Two recent decisions from the Amsterdam Court of Appeal have confirmed that litigation vehicles cannot come empty-handed to the court, and should provide documentation regarding the assignments of claims they submit. The Dutch legal system allows companies and individuals to assign their claims to a “litigation vehicle” or “claims vehicle” that bundles those claims into a single action. In its decisions of 10 March 2020, the Court of Appeal ruled that it is up to litigation vehicles to prove that the assignments can be invoked against the debtor.
The court shed more light on the amount of information and documentation the vehicles need to provide, and the division of the burden of proof.
The decisions were rendered in follow-on cartel damages proceedings between the litigation vehicles Stichting Cartel Compensation (SCC) and Equilib, and a number of airlines.

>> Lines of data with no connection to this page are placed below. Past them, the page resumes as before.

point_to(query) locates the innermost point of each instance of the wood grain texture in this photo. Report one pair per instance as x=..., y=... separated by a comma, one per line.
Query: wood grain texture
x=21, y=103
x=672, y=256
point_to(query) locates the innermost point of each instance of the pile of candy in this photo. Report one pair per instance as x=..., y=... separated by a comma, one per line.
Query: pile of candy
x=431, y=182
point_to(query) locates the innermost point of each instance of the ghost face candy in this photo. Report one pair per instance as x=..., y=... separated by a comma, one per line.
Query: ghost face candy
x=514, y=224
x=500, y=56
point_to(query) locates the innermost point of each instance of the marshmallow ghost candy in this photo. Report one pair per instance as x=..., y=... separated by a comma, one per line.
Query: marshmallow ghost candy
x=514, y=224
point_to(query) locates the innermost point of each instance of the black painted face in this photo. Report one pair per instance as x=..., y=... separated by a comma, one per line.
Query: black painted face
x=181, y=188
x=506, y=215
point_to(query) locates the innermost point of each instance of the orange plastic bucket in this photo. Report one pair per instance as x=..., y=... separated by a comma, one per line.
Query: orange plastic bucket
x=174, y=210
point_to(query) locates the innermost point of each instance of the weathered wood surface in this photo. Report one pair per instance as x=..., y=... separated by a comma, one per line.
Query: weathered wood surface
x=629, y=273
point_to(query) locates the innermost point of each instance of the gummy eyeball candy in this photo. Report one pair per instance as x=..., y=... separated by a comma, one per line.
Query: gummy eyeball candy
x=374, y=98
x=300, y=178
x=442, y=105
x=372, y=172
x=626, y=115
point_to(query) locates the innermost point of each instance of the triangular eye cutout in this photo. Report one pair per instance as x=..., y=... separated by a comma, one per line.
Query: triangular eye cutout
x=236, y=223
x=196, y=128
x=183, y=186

SCC and Equilib are litigation vehicles whose business model consists of bringing to court bundled claims assigned to them by allegedly injured parties.
According to the Amsterdam Court of Appeal, Dutch law does not necessarily require the litigation vehicles to positively establish that the claims were successfully transferred to the litigation vehicles. Instead, the Court of Appeal considers it sufficient for the litigation vehicles to establish that the debtors can discharge their alleged debts by paying the (purported) assignees. Whether or not the debtors can discharge their alleged debts by paying the (purported) assignees is to be established in accordance with the law that governs the assigned claims (also see Article 14 Section 2 of the Rome I Regulation, No. 593/2008). Under Dutch law, a debtor can pay the purported assignee and discharge his debt, as long as he has reasonable grounds to assume that the assignee validly acquired the claim. The debtor can thus rely on his good faith, even if it later turns out that the claims were not validly assigned.
With this ruling, the Court of Appeal seems to be introducing a new norm as to what exactly litigation vehicles need to prove. The Court of Appeal provisionally assumed that Dutch law applies to each of the submitted claims. The burden of proof that the assignments can be invoked against the airlines, is on the litigation vehicles. According to the Court of Appeal, litigation vehicles can – pursuant to Dutch law – substantiate the assignments they have received by notifying the airlines of the assignments, and providing extracts of the title and the deed in which the claim is described with sufficient clarity. It will then be up to the airlines to argue why there are reasonable grounds for doubts as to the validity of the assignment of the claims to the litigation vehicles.
It remains to be seen whether this line of reasoning will ultimately be upheld by the Dutch Supreme Court. However, since the Court of Appeal indicated that it will not grant the airlines leave to file an appeal against its ruling, it may be several years before the Supreme Court has a chance to give its view.